Orang Pesong :  Biasanya aku membaca teori-teori sastra yang sudah ada. Kemudian aku coba berpikir untuk membuat teori-teori baru.
Orang Gila      : Apakah benar kamu membuat teori-teori sastra baru? Jangan-jangan teori-teori sastra lama yang sudah ada, tetapi belum pernah dibaca dan diajarkan oleh orang-orang di negaramu.
Orang Pesong : Ah, kamu ini. Negaraku juga negaramu. Mengapa kamu menanyakan  itu? Kamu memang gila atau tidak?
Orang Gila      : Entahlah. Entahlahku ini tidak seperti lagu, puisi, atau ketidakpedulian. Orang-orang menganggap aku ini gila.
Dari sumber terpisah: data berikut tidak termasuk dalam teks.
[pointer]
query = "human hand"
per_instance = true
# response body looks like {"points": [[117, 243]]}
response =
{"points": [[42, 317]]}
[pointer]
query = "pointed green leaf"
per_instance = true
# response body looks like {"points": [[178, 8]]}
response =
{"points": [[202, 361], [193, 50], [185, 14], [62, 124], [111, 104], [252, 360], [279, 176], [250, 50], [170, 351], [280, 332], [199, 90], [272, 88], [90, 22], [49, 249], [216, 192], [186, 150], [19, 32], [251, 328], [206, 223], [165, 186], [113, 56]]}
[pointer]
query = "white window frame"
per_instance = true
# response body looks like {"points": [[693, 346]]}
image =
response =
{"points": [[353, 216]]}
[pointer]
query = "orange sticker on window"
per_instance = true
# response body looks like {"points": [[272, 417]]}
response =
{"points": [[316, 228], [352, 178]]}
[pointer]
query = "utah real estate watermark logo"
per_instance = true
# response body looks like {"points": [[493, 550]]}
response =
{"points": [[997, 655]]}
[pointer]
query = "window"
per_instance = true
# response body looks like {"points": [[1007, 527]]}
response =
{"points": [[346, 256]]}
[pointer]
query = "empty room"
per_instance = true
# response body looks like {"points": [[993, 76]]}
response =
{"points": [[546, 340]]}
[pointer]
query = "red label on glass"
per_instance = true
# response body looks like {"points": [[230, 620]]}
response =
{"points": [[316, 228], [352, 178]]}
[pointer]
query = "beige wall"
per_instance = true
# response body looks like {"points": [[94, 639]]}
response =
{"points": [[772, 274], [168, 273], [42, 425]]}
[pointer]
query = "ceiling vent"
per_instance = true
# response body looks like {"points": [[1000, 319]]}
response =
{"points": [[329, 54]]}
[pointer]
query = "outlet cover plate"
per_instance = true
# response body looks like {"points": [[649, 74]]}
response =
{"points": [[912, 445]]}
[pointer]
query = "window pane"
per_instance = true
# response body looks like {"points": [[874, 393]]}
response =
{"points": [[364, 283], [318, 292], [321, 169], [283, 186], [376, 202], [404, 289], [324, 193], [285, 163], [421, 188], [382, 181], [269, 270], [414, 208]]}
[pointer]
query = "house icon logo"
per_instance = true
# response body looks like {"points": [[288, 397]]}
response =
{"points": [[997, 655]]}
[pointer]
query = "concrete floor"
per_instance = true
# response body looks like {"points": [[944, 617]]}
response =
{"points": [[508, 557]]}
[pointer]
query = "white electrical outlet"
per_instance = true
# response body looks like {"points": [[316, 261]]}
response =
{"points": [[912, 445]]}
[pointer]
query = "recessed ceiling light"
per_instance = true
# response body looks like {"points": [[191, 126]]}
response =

Gila yang sinonim dengan gendeng, sableng, edan, tenggen, miring, sinting, crazy, dan senget. (Sambil menaruh telunjuk tangan kirinya di kening sendiri.) Aku hanya bertanya. Jangan marah. Lebih indah ramah daripada marah.
Orang Pesong : Ya. Betul. Aku membuat teori-teori sastra yang baru. Aku sudah membaca banyak buku tentang teori-teori sastra dari luar negeri. Aku terjemahkan teori-teori tersebut. Lantas, aku buat kesimpulannya.
Orang Gila      : Itu artinya kamu menerjemahkan teori-teori sastra dari buku-buku berbahasa asing. Lalu kamu menyimpulkan. Menyimpulkan atau meringkas?
Orang Pesong  : Apakah kamu sudah pernah membaca teori-teori sastra dalam bukuku?
Orang Gila      : Aku sudah baca. Aku meminjamnya dari perpustakaan.
Orang Pesong  : Nanti aku beri kamu bukunya.
Orang Gila      : Wah, terima kasih. Aku mau jujur saja ya. Jujur itu akrab dengan mujur. Jujur bukan fujur atau pujur. Bukumu itu hanya berisikan parafrase, nukilan, ikhtisar, terjemahan, dan kesimpulanmu dari teori-teori sastra yang kamu baca dari buku-buku berbahasa asing. Aku tidak membaca ada teori sastramu dalam bukumu itu.
Orang Pesong  : Ada. Ada. Ada teori sastraku dalam buku ini.
Orang Gila      : Apa teori sastramu itu?
Orang Pesong  : Teoriku adalah menulis dan membaca karya sastra mesti sesuai aturan.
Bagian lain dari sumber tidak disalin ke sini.